The 10 Best TV Shows to Watch Right Now

In the best of times, in the worst of times, we do language, as Toni Morrison says, and we make art. And these 10 incredible shows are nothing less than soul-stirring, heart-warming, fire-sparking art. Here are my picks for the best shows to watch on TV right now:

Abbott Elementary

This Black woman-led show about a group of passionate, under-resourced elementary school teachers is in its fourth season on network TV with a majority-Black cast and POC writers’ room. Throughout season four, Abbott has explored the impact of gentrification, labor strikes, and the ever-present racist education system —all while giving us goofy Black love and being laugh-out-loud funny in its, I REPEAT, fourth season! Already renewed for a fifth season, Abbott Elementary is a rare gift of a show that has only improved as the series goes on—giving us plenty of opportunities to tear up over its sweetness and cackle at the absurdity of the lovable cast of characters and their daily adventures at school. And we love when a series touches the heart both on and off screen—showrunner Quinta Brunson (whose mother is a retired teacher) and her team have been celebrated for the ways they have fiercely protected the cast of children on set and the staff during the writer’s strike of ‘23. And we’ve also seen Brunson use the show’s marketing budget to help teachers in Philly elementary schools get the funds they need for their classrooms. THIS is what great TV is all about: imagining another possible world and bringing it into reality.

Watch Abbott Elementary on Wednesdays on ABC and next day on Hulu.

Black Girl Watching is a reader-supported publication.
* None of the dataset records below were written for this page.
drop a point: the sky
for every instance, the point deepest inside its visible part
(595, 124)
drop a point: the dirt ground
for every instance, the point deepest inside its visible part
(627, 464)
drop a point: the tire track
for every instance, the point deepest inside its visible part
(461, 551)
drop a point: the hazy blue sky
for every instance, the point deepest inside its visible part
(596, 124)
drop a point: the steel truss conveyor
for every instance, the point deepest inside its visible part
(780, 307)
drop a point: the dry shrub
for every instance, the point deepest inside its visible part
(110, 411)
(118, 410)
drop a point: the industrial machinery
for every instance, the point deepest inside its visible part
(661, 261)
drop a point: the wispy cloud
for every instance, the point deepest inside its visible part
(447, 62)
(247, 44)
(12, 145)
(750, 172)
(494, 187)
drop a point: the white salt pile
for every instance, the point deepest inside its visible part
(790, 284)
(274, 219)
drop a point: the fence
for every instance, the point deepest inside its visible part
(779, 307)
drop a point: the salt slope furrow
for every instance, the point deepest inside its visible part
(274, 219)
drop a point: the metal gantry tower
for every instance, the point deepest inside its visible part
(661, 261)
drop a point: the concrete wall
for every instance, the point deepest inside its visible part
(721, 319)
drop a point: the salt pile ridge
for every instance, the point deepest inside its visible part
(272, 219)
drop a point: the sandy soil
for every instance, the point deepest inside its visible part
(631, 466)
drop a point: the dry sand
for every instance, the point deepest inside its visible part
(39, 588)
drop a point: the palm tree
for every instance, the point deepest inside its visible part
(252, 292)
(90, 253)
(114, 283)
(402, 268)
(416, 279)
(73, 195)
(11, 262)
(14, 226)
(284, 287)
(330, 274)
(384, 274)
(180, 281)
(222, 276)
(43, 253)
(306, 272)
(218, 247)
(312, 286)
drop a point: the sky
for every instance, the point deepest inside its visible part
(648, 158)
To receive new posts and support my work, consider becoming a free or paid subscriber.

Severance

If you haven’t yet read my deep-dive on Severance as a metaphor for how capitalism disassociates us from our bodies and our humanity to better control our labor, what are you waiting for? (There’s only mild spoilers in it for seasons one and two.) It is the best show on TV right now and I have not been this excited for a weekly drop of a show since Succession aired its final season in 2023. The show follows Mark Scout (Adam Scott) a grieving widower who has decided to undergo the severance procedure to work on the Severed floor of the mysterious corporation Lumon Industries. This is a brain surgery that severs his brain in two: his regular outside-of-work self (the “outie”) and his at-work self (the “innie”). He has no knowledge of what he does at work all day and his innie has no knowledge or memories of life outside of the Severed Floor of Lumon Industries, making the severed a corporation’s dream employees who can focus a full 8 hours solely on productivity and not breach corporate trust when they leave. What makes Mark and his co-workers choose something as drastic as severance is absolutely fascinating, and the answers continue to deepen and unfold over these first two seasons, along with what Lumon is up to and why they require their employees to undergo literal brain surgery to protect their nefarious secrets. Join me in existential crisis as the show makes us ponder such questions as: “who are we without our memories?” and “What does it mean to be human?” and “Who decides?” But my favorite lesson of the show so far is: Capitalism’s a b-tch, and then you revolt.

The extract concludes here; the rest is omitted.